Let’s see, in the light of the meritocratic, inclusive and free society that this appointment speaks loud of, how well he has occasionally done on some of those duties. This is by no means a full list. These are selected ones from here…

  1. To female sea cadet last year: “Do you work in a strip club?”
  2. To President of Nigeria, who was in national dress, 2003: “You look like you’re ready for bed!”
  3. To a British trekker in Papua New Guinea, 1998: “You managed not to get eaten then?”
  4. Peering at a fuse box in a Scottish factory, he said: “It looks as though it was put in by an Indian.” He later backtracked: “I meant to say cowboys.”
  5. To Lockerbie residents after plane bombing, 1993: “People say after a fire it’s water damage that’s the worst.
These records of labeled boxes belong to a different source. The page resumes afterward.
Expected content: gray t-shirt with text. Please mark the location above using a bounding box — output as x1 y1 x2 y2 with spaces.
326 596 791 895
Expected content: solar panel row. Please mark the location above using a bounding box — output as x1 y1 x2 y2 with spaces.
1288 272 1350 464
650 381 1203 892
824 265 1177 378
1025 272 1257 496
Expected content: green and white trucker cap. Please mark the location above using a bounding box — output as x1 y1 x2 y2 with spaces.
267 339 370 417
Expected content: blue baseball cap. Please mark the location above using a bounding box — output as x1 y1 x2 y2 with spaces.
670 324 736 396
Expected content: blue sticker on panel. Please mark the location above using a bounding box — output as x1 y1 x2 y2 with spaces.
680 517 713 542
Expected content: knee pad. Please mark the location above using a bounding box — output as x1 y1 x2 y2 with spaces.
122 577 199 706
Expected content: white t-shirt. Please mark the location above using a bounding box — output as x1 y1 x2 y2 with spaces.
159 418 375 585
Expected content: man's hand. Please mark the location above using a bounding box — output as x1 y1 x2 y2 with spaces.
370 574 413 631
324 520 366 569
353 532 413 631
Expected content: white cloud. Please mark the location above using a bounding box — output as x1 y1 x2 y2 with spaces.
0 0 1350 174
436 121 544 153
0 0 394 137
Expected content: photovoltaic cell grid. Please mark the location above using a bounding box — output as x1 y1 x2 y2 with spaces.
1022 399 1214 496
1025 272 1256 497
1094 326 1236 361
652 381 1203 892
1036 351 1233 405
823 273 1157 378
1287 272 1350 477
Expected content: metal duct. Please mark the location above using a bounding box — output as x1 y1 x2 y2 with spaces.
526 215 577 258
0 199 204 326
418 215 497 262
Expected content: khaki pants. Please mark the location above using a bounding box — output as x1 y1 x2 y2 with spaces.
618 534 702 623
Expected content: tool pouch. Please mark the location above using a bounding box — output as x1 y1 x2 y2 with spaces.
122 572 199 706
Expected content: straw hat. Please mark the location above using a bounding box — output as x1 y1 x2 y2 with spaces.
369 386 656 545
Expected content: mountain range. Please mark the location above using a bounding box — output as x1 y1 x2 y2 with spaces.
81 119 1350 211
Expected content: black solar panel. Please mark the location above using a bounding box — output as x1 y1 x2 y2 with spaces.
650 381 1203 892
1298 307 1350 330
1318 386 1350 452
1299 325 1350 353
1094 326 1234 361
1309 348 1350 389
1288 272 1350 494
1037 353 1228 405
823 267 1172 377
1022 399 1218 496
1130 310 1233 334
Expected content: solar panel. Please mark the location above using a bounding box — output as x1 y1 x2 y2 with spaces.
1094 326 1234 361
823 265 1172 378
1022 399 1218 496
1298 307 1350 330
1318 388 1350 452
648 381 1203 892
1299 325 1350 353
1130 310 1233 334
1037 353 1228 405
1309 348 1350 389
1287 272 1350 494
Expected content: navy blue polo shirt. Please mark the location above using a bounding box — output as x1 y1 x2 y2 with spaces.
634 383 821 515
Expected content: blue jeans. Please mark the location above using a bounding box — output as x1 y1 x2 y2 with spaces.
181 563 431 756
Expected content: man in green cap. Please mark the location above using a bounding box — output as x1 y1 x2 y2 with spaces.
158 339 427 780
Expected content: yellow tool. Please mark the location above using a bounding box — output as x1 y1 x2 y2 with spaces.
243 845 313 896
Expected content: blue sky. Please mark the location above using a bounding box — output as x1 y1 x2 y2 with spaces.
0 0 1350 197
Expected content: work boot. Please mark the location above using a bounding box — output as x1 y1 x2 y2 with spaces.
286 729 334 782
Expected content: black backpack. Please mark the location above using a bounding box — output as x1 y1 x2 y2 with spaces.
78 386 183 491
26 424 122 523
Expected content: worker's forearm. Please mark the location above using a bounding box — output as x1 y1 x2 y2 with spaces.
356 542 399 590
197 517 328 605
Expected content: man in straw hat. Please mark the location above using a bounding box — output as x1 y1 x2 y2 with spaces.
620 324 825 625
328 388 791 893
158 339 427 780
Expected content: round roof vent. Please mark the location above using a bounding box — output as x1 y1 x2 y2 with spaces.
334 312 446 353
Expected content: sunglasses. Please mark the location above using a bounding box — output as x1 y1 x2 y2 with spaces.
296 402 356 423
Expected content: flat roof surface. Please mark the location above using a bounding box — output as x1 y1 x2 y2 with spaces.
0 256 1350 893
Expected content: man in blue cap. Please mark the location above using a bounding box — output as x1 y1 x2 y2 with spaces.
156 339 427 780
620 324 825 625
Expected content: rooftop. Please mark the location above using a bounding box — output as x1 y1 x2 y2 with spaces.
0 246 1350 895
We’re still drying out Windsor Castle.”
  6. To a woman solicitor, 1987: “I thought it was against the law for a woman to solicit.”
  7. To the Aircraft Research Association in 2002: “If you travel as much as we do, you appreciate the improvements in aircraft design of less noise and more comfort – provided you don’t travel in something called economy class, which sounds ghastly.”
  8. To then Paraguay dictator General Stroessner: “It’s a pleasure to be in a country that isn’t ruled by its people.”
  9. To Susan Edwards and her guide dog in 2002: “They have eating dogs for the anorexic now.”
  10. To black politician Lord Taylor of Warwick, 1999: “And what exotic part of the world do you come from?”
  11. “People think there’s a rigid class system here, but dukes have even been known to marry chorus girls. Some have even married Americans.” 2000.
  12. On being made Chancellor of Edinburgh University in 1953: “Only a Scotsman can really survive a Scottish education.”
  13. To a British student in China, 1986: “If you stay here much longer, you’ll go home with slitty eyes”

Great Missing The Point Moments In History – Five – An Old Work Colleague of Mine

This one hardly ranks as a famous moment but is worth a mention. For the others in the series click here.

Anyway, I had completely forgotten about this till I was just reminded of it there in an email.

In the run-up to euro 2004 tournament there was talk of an office sweepstake for the winner. Voice from other side of the office shouts “Can I have Brazil”.